Marco Matias is the son of Portuguese immigrants who came to Germany in the 1970s. At the age of ten, he had his first experiences on stage when he was performing for a game circus, a project that arose in co-operation with Caritas and endeavored to inspire children for creativity. He himself got a lot of ideas out of this project. Shortly afterwards, he founded a duet with his brother Jorge and they had a lot of success presenting their songs – pop, rock and South American titles – at various private events.

The first band he joined when he was fifteen was called ‘Lua Cheia’. He gained his first studio experiences with his school band ‘The Basement Kids’ during the production of his first CD ‘Cry For Peace’. He then passed his higher school certificate examination and began his studies at the University of Cologne. But he never gave up his music; he worked as a backing vocalist, participated in jam sessions and had many other musical activities.

At that time, he got in contact with the Cologne A cappella ensemble ‘Voice Sings’ with whom he toured a lot.

In 2000, Marco and his band ‘Atlanticos’ participated in an ‘international Festival For Young People Of The Portuguese Communities 2000’. The festival was broadcast live to the Portuguese speaking territories all over the world. Portuguese people living in Australia, Macao, Brazil and other territories watched his performance and Marco and his band received a tremendous reaction from the televoters and made third place. They produced an album in Portuguese and were doing a lot of TV-Shows and radio performances in the following years 2001 and 2002.

In 2003, he was invited to a casting called ‘The German Voice 2003’. He was elected from among 12,000 candidates and entered the final with nine other competitors.
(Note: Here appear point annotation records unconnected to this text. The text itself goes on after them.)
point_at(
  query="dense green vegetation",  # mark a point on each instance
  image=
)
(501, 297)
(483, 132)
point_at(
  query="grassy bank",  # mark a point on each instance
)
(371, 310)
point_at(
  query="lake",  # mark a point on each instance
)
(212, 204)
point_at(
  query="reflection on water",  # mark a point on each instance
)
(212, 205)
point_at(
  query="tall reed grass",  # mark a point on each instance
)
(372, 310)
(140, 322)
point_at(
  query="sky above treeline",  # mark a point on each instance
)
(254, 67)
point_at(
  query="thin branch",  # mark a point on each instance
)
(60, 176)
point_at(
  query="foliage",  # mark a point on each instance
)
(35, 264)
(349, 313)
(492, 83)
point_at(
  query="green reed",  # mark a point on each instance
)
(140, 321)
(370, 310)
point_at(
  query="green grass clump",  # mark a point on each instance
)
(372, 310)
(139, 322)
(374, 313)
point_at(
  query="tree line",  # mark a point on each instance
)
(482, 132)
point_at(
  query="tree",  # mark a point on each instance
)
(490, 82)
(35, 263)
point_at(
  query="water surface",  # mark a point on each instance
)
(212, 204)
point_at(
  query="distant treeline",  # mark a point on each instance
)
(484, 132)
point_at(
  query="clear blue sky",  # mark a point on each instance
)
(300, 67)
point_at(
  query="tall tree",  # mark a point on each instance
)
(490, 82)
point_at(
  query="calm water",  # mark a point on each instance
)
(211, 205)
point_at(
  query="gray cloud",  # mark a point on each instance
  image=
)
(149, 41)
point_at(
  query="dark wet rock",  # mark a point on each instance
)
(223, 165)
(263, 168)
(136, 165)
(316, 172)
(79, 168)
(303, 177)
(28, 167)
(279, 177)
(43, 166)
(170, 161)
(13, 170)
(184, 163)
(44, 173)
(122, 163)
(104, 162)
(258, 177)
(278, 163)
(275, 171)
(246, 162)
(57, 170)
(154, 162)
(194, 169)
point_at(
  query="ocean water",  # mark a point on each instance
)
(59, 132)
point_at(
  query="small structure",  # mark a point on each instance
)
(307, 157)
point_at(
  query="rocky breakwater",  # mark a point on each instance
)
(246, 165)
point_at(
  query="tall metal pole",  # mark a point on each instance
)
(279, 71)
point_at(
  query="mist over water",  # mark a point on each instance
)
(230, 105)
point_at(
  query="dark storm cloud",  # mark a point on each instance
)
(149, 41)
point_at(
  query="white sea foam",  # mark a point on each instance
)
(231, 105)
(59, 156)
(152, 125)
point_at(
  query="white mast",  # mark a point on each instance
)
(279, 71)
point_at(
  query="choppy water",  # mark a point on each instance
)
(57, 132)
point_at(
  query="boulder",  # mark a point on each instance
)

In that final he became second.

‘A Miracle Of Love’ is the title of the song written by Ralph Siegel that Marco performed, together with Nicole Süßmilch, during the German pre-selection for the Eurovision Song Contest 2005 and they again made a very good second place.

In 2006, Marco competed in the Eurovision Song Contest 2006 as a part of the group six4one, representing Switzerland, with the song, "If We All Give A Little".